David Lynch avait été interviewé sur Arte il y a fort longtemps, et on lui demandait quel type d’évènements l’inspiraient pour ses films. Il avait répondu qu’il aimerait bien qu’une grosse femme rentre dans le bar où se déroulait l’entretien, commande un hot dog, avant de proférer des mots obscènes et se mette à chanter. Modification de la normalité. David, ne cherche plus, ta grosse femme, c’est Cagoule. L’univers musical créé par Sheitan et Pierre « Punkosaur » Avril est au minimum décalé, au maximum complètement foutraque. Pas bordélique, attention, tous les titres se tiennent, même les plus dark-ambient, mais étrange. Comme si une orgie avait réuni groupes de deathrock – la voix de Pierre donne totalement dans ce registre –, d’electro et sideproject dark ambient de groupes de black metal. Un peu comme si Shadow Project se faisait besogner par In Sotto Voce, tandis que Nuclear Holocausto se paluchait en les voyant. Ça met mal à l’aise, hein ? Eh bien pas tant que ce premier album faisant la part belle à des « ballades » electro-deathrock où Pierre déclame ses textes, de la typique voix flottante et gémissante des batcaves, sous fond de mélodies presque agréables.
Sauf qu’elles ne le sont pas. Trop bizarres, trop vicieuses, trop décadentes. Rendez-vous compte : un titre comme "Living in Light", français jusqu’au bout des ongles (peints en noir), évoque, avec un peu d'imagination, le générique du commissaire Moulin et, plus généralement, les B.O. des films français des 70s/80s, tandis que "Nothing Ever Changes" nous donne l’impression d’assister à la dérive d’un chanteur de karaoké, resté seul dans le bar avec la grosse dame, qu’il compte se taper. Certains morceaux détonnent et permettent au duo de varier le propos : l’excellent "Under My Skin", par exemple, titre rythmé bien percutant, ou les plages dark ambient ("The Demon" ou l’ode centriste "Heil Stalin"), mais globalement, l’auditeur s’englue avec délectation dans ce Mondo Bizarre fait d’harmonies improbables. Un regret est cependant à formuler : l’adage « abondance de biens ne nuit pas » est une connerie. Sheitan et Pierre en ont trop fait et, même si chaque titre possède sa particularité, à partir de "Living in Light", une certaine impression de redondance commence à envahir nos tuyaux auditifs. Cagoule aurait peut-être dû raccourcir l’album ou introduire quelques titres rythmés supplémentaires. Il n’empêche : cet Effondrement De La Normalité est un OVNI digne du plus haut intérêt, pour tous les amateurs de bizarreries gothico-electro-industrielles, et tous ceux qui ont connu la pomme d’Antenne 2.

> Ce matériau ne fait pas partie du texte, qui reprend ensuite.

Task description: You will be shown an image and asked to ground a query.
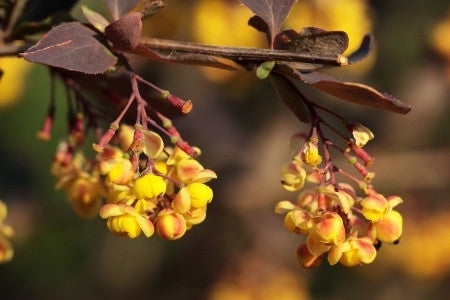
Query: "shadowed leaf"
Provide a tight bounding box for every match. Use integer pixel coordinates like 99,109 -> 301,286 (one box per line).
105,12 -> 142,51
131,45 -> 237,70
274,27 -> 348,72
21,22 -> 117,74
282,68 -> 411,114
81,5 -> 109,32
348,34 -> 374,64
137,0 -> 166,19
103,0 -> 142,21
269,75 -> 310,123
240,0 -> 297,44
274,27 -> 348,55
248,16 -> 270,43
256,61 -> 275,79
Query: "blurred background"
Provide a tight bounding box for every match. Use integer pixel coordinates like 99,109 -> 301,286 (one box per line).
0,0 -> 450,299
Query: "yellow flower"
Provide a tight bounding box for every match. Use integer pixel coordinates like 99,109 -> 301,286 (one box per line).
187,182 -> 213,208
133,174 -> 167,199
359,194 -> 389,222
297,244 -> 323,269
100,204 -> 155,238
281,161 -> 306,191
328,236 -> 377,267
349,123 -> 375,148
155,209 -> 186,240
302,140 -> 322,167
375,210 -> 403,243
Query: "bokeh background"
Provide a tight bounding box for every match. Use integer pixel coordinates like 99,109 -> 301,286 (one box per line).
0,0 -> 450,299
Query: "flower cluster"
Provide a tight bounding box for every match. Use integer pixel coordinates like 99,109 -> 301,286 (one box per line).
0,200 -> 14,263
275,121 -> 402,268
53,125 -> 216,240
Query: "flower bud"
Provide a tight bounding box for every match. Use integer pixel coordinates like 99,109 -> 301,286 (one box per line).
297,244 -> 323,269
340,238 -> 377,267
375,210 -> 403,243
281,161 -> 306,191
359,194 -> 389,222
347,123 -> 374,148
302,138 -> 322,167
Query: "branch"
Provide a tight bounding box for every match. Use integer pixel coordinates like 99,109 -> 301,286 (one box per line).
0,41 -> 35,57
139,37 -> 348,66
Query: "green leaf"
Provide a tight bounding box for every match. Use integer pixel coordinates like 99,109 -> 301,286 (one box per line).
256,61 -> 275,80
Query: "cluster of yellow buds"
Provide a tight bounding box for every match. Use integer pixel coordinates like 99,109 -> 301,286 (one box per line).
52,125 -> 217,240
0,200 -> 14,264
275,124 -> 403,268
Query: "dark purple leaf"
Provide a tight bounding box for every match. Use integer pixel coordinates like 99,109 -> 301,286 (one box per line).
140,0 -> 166,19
132,45 -> 237,70
348,33 -> 374,64
273,27 -> 348,72
283,68 -> 411,114
105,12 -> 142,51
21,22 -> 117,74
81,5 -> 109,32
240,0 -> 297,44
248,16 -> 270,44
103,0 -> 142,21
269,74 -> 310,123
274,27 -> 348,55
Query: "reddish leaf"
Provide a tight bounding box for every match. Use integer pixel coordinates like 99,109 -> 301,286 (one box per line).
348,33 -> 374,64
21,22 -> 117,74
105,12 -> 142,51
240,0 -> 297,44
283,68 -> 411,114
103,0 -> 142,21
131,45 -> 236,70
140,0 -> 166,19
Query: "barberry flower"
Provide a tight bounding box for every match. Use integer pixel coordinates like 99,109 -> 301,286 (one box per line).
359,194 -> 389,222
328,236 -> 377,267
281,161 -> 306,191
155,209 -> 186,240
100,204 -> 155,238
133,174 -> 167,200
347,123 -> 375,148
297,244 -> 323,269
301,138 -> 322,167
187,182 -> 213,208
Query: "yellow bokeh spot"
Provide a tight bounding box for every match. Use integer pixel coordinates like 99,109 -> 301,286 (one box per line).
0,57 -> 31,108
193,0 -> 267,82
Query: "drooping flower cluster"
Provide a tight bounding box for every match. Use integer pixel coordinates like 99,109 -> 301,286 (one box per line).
53,125 -> 216,240
0,200 -> 14,264
275,123 -> 402,268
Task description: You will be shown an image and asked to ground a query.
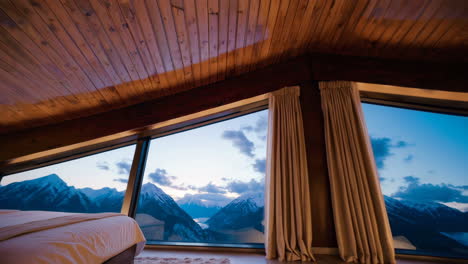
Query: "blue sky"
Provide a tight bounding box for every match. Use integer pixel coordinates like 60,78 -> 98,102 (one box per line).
1,110 -> 268,204
1,104 -> 468,211
363,104 -> 468,211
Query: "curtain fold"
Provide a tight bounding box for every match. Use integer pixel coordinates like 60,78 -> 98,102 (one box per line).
265,86 -> 314,261
319,81 -> 395,263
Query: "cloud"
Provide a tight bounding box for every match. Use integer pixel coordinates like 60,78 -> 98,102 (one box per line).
148,168 -> 176,188
393,140 -> 410,148
114,178 -> 128,183
392,176 -> 468,203
115,160 -> 132,175
403,154 -> 414,163
226,179 -> 265,194
177,193 -> 232,207
371,137 -> 392,169
252,159 -> 266,174
371,137 -> 409,169
96,161 -> 110,170
222,130 -> 255,158
254,116 -> 268,134
198,182 -> 226,193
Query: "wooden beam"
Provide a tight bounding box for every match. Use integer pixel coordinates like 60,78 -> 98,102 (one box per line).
0,54 -> 468,165
309,54 -> 468,92
0,58 -> 311,163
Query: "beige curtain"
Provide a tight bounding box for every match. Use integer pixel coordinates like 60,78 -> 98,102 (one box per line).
319,81 -> 395,263
265,86 -> 314,261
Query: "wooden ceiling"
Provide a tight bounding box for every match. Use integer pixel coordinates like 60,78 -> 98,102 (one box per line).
0,0 -> 468,134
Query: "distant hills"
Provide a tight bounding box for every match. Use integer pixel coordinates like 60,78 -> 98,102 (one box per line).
0,174 -> 468,256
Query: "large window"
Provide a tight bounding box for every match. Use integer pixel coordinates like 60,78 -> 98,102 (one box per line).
136,110 -> 268,246
0,145 -> 135,213
363,104 -> 468,258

Scoop : sur le prochain album, Cagoule utilisera le jingle des Jeux de 20 heures ! En attendant la prochaine sortie, Effondrement De La Normalité est là pour bercer vos insomnies de titres dont la charge délétère vous feront regretter d’avoir perdu votre visa pour le pays de Morphée. Étrange mais structurée, cette ode à la fin du XXème siècle s’avère être une nouvelle bonne surprise dans cette année 2020 riche en sorties de qualité.